What about his writing grabbed you?

He did it in his own way and it was beyond imitation. Nobody could imitate what he did because it came too much from the personality and life of the guy himself and everything he knew, from the history of Arab philosophy to the best food in the worst towns in France. What I loved especially about his war correspondence was that he was a kind of anti-Hemingway; he could make fun of himself, right down to how he looked, show himself as antiheroic. He didn’t wave flags, and yet he never surrendered his love for the United States and, of course, for France. He was a true New Yorker: we don’t wear our hearts on our sleeves. We can’t stand people who do. Some guy comes into the bar and tells you how much he loves his wife, you know he’s cheating, right? Liebling personified that in the best possible way. It was always clear he despised Nazis and fascists; it was also clear he was a New York liberal.
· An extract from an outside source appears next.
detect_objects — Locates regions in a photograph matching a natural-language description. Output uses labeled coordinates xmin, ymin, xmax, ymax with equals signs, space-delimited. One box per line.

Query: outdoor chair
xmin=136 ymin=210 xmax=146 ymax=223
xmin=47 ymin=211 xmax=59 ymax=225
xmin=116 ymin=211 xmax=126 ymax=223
Do you have favorites in this edition?

The uncollected pieces, the deadline pieces, where he’s writing for that week’s magazine. You can see that he could stay leaner than he’d become later, when he got more baroque. One piece I really love is about Phil Cochran, the ace pilot who could predict exactly when the Luftwaffe would attack his base. Milt Caniff based his character Flip Corkin in the comic strip Terry and the Pirates on Cochran, who he sought out when he started the strip. And Terry and the Pirates was how I was following the war. Remember, I was ten when it ended. So you could say I was getting the cartoon version, but that strip was so well done. It had the weight of a good movie: yes, it’s entertainment, but it’s also something else. Gasoline Alley was the other comic strip, also in the Daily News, which had a war in which people died; there were unacceptable losses. Those strips were less cartoonish about the war than many newspapers.

That brings us back to Liebling. He was a skeptic.

You see that in what he wrote when Ernie Pyle died. He liked Pyle and acknowledges the man’s courage but he kind of picks at the image, because that’s not what he thinks a reporter should become. Liebling was the antimythic character: pudgy, wearing glasses, dressed in mufti, always losing things, never posing heroically as he went off to find wherever the hell the front was. That’s especially true, I think, of his writing about North Africa, which I find extremely valuable. His knowledge of Arab literature and philosophy gave him a deeper sense of whom he was bumping into at the marketplace. And his sense of being a permanent enlisted man, which of course he wasn’t, enabled him to see events through enlisted men’s eyes.